AUDIENCE: [INAUDIBLE].

QIQI WANG: Divide by L. Exactly. So this is a over L. So it is going to be g sine theta over L. All right. And we are going to be linearizing this equation because sine theta, when theta is very small, is what? Again, Taylor series expansion sine theta is equal to sine theta at 0 plus theta times the derivative of sine theta at 0, which is equal to 1, which is cosine theta at 0, et cetera. So this term is 0. This term is theta, so it is approximately equal to theta.

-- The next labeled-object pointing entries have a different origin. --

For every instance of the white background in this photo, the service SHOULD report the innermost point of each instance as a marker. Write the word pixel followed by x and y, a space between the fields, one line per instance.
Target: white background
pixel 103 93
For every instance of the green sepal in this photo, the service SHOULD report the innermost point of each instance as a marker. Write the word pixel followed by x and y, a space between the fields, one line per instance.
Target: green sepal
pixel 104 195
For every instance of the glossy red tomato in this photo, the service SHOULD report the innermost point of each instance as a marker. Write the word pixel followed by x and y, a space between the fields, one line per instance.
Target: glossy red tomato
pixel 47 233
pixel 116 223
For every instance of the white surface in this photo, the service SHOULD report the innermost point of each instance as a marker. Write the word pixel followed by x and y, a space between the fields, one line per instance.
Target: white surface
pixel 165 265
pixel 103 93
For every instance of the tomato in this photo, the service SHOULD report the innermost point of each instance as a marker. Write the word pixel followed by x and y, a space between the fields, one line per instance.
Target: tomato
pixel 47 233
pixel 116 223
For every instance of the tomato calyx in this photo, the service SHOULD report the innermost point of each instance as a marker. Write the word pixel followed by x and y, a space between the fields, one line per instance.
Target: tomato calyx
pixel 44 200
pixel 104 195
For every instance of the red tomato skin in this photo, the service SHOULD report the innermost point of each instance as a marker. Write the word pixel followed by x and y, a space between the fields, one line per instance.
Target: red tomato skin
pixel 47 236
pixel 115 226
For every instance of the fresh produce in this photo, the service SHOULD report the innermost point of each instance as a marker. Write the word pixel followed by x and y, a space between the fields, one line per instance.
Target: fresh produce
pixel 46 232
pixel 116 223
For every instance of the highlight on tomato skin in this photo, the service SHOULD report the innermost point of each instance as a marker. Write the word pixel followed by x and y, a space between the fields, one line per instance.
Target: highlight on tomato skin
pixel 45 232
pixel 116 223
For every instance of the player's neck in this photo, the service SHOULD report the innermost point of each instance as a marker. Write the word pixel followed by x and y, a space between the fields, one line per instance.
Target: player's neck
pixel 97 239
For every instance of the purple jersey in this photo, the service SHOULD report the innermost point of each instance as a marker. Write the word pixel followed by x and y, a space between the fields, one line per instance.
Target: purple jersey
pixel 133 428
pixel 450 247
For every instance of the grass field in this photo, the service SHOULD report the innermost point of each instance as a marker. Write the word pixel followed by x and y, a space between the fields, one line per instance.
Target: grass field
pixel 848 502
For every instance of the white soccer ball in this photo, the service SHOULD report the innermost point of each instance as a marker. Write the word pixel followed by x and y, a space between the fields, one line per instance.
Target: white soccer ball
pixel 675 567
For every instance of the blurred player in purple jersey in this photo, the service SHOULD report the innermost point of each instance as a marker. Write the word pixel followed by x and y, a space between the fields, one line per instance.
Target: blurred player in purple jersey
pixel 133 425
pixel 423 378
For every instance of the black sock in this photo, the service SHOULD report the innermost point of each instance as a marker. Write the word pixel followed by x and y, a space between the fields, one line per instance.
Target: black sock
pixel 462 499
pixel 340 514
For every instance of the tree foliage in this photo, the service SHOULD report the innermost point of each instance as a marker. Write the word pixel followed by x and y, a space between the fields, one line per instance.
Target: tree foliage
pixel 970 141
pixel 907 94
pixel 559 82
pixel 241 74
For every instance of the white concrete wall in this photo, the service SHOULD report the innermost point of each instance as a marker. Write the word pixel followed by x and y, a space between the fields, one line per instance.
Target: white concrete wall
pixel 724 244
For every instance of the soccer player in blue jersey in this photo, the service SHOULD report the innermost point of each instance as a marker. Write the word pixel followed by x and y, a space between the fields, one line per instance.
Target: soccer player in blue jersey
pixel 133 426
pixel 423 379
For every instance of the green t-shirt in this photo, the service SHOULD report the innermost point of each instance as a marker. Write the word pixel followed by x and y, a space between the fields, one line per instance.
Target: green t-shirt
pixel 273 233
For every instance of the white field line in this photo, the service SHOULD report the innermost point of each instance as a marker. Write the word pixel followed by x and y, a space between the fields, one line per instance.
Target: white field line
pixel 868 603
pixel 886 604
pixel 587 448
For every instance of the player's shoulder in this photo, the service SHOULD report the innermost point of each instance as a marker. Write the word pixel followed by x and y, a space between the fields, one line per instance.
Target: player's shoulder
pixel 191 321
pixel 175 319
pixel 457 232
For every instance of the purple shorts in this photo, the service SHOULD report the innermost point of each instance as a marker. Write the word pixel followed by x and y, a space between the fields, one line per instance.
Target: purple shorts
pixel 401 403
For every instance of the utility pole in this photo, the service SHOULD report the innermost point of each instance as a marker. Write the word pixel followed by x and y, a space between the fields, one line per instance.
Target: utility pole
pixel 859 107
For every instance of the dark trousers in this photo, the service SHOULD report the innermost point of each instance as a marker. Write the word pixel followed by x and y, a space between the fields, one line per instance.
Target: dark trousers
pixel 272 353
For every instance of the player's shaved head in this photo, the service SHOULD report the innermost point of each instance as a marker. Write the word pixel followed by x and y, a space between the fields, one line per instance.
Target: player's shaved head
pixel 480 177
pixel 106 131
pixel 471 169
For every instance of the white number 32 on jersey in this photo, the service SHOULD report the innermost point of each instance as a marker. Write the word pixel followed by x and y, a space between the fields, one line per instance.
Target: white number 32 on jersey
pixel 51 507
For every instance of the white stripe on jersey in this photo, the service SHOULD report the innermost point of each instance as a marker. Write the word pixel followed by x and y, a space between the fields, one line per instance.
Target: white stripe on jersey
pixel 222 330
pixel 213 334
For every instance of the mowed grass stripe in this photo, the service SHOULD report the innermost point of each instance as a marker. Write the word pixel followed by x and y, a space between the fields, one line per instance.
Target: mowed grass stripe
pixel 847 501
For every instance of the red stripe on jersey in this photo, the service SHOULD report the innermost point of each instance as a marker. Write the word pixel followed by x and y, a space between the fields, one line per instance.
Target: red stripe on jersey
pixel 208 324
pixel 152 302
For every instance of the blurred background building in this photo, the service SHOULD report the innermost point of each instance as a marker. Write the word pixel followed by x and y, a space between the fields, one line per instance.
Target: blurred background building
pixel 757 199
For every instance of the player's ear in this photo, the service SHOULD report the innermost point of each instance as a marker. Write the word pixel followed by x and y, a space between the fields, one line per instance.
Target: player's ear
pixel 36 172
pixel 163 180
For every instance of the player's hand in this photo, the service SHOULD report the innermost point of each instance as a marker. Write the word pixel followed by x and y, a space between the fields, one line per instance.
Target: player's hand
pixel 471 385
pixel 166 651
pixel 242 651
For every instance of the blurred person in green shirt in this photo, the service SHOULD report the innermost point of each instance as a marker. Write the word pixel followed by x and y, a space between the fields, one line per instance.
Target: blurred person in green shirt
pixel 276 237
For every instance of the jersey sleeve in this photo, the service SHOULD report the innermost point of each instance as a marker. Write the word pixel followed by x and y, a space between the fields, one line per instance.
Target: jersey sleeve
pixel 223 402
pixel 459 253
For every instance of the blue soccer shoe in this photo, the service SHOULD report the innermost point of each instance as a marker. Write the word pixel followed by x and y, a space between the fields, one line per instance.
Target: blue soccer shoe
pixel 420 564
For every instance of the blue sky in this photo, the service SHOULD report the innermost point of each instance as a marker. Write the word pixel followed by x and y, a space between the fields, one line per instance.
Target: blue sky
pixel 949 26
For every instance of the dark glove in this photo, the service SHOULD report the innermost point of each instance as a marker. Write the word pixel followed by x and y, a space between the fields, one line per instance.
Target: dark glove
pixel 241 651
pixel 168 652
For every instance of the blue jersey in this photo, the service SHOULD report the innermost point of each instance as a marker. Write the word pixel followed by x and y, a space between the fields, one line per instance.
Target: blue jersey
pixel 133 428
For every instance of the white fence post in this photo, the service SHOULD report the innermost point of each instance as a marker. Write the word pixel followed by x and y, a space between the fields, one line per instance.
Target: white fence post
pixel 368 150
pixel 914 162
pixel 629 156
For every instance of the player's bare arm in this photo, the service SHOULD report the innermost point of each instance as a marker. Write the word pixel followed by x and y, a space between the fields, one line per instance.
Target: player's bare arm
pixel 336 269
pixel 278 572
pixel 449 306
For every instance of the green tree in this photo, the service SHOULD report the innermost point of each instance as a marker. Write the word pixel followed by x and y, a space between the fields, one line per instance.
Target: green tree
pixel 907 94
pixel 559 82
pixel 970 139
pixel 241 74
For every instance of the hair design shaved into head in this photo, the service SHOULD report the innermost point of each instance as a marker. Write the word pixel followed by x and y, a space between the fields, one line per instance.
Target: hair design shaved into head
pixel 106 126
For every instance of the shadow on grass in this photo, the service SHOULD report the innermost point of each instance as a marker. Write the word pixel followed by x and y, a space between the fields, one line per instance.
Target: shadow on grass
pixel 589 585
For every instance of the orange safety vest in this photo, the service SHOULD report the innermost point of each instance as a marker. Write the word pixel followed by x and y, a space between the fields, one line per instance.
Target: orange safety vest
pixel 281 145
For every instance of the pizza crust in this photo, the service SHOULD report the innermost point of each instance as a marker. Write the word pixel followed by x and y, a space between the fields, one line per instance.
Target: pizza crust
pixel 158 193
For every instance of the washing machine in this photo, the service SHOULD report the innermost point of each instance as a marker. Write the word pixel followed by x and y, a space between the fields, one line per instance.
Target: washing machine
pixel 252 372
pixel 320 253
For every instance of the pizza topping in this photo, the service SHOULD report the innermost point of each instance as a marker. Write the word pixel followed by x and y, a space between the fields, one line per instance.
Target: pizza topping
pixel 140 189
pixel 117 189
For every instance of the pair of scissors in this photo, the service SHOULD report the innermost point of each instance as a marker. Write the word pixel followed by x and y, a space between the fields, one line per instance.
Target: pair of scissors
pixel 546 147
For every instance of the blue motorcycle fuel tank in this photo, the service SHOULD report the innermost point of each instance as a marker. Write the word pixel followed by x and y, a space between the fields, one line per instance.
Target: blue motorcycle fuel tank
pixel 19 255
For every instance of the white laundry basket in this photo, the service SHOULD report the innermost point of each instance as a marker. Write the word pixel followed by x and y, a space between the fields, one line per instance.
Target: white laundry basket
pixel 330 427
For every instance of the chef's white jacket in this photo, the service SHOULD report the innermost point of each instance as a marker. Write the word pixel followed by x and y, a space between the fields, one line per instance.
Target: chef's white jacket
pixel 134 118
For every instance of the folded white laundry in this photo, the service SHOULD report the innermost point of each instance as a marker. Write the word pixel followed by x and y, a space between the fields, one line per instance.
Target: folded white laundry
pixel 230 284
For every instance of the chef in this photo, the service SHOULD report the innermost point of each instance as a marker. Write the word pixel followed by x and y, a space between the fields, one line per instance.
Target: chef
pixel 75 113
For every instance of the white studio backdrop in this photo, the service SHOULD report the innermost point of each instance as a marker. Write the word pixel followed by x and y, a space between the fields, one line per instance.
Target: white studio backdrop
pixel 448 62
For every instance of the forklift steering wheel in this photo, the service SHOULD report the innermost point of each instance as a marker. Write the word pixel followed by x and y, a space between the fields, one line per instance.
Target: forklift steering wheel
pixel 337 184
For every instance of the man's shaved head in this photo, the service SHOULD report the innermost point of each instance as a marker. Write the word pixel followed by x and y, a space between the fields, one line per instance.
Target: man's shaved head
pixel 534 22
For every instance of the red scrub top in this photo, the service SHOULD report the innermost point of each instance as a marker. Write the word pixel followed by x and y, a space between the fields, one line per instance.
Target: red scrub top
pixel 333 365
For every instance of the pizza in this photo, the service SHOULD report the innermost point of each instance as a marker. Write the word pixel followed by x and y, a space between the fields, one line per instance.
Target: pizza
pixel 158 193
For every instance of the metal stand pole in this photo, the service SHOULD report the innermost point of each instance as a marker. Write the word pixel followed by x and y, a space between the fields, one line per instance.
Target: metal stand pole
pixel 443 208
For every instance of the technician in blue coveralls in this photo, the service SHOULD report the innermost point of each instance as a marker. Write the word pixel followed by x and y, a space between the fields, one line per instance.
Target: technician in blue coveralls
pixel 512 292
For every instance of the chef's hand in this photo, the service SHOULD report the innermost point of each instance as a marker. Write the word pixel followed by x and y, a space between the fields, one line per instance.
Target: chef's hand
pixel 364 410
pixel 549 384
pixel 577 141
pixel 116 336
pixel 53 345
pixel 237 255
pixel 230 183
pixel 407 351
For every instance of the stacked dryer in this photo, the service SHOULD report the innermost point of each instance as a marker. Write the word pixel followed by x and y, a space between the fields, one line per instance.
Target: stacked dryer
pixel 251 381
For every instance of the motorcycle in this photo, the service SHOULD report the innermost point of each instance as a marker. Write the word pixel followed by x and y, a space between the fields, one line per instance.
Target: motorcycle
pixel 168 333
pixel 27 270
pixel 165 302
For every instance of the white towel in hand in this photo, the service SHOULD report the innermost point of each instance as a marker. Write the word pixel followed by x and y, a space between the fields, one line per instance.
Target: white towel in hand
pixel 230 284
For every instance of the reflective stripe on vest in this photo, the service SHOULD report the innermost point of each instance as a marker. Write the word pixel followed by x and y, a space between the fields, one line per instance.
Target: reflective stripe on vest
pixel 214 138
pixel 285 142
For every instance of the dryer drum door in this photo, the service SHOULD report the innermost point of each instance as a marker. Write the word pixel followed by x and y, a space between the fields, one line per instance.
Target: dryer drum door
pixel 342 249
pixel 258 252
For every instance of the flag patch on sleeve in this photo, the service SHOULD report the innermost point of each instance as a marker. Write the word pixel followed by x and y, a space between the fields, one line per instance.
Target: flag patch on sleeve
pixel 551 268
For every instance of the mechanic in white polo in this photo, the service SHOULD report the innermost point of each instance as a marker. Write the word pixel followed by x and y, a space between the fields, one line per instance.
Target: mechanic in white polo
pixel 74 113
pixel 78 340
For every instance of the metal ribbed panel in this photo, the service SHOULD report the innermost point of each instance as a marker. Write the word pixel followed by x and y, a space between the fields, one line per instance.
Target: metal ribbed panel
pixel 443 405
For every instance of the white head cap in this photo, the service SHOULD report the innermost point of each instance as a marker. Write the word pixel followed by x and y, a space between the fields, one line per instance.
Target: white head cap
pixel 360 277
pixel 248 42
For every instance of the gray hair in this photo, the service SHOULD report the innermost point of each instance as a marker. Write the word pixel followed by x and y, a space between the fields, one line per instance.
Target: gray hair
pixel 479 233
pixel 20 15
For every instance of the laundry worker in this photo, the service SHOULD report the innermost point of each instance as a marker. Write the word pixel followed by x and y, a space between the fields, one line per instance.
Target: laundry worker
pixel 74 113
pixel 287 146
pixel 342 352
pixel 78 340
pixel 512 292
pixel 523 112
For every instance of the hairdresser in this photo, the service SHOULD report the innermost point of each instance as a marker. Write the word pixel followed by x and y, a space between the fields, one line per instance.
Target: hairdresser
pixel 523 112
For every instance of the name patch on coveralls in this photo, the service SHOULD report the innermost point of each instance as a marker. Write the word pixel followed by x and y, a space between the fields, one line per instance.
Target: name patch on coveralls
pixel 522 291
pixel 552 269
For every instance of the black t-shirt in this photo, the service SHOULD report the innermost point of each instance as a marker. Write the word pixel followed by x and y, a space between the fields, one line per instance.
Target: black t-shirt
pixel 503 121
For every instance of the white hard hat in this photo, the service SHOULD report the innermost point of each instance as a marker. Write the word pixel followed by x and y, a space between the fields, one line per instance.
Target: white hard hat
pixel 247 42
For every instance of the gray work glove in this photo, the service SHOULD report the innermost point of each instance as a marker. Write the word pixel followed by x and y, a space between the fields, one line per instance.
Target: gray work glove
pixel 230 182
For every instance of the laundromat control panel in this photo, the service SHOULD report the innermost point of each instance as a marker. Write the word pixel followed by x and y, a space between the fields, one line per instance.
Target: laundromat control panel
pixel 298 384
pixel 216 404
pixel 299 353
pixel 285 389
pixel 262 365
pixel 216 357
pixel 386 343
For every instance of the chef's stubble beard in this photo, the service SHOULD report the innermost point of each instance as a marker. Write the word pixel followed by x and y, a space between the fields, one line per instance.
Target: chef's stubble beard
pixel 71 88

I mean, this is probably sine theta can be approximated by theta a lot of times, but in order to know this is, again, a result of Taylor's rule expansion. So sine theta can be an approximate of theta, and now I'm going to write the question theta double dot is equal to g theta over L in a pretty strange way. I'm going to write it as theta doubled dot equal to-- no, I'm not going to write it like this. I'm going to be writing this as d theta dt equal to theta dot, which is just a definition of theta dot. It's equivalent.

d theta dot dt is actually equal to, again, the second derivative, which is equal to g theta provided by L. You may be asking, why am I doing this? Again, I'm sorry. So there is a negative sign on this. I have forgotten because-- so if theta is positive, the acceleration is in the negative direction, so I'm using a negative sign. Yeah, if you discover something like this, please shout.

I'm writing it this way because remember the schemes we have been deriving are also first-order ODEs. What are first-order ODE mean? It means I can only have first-order derivatives through time. All right. So if I have a second-order ODE here, I need to convert it into a first-order ODE. Actually, I cannot convert it into first-order ODE. I have to convert it into two coupled first-order ODEs.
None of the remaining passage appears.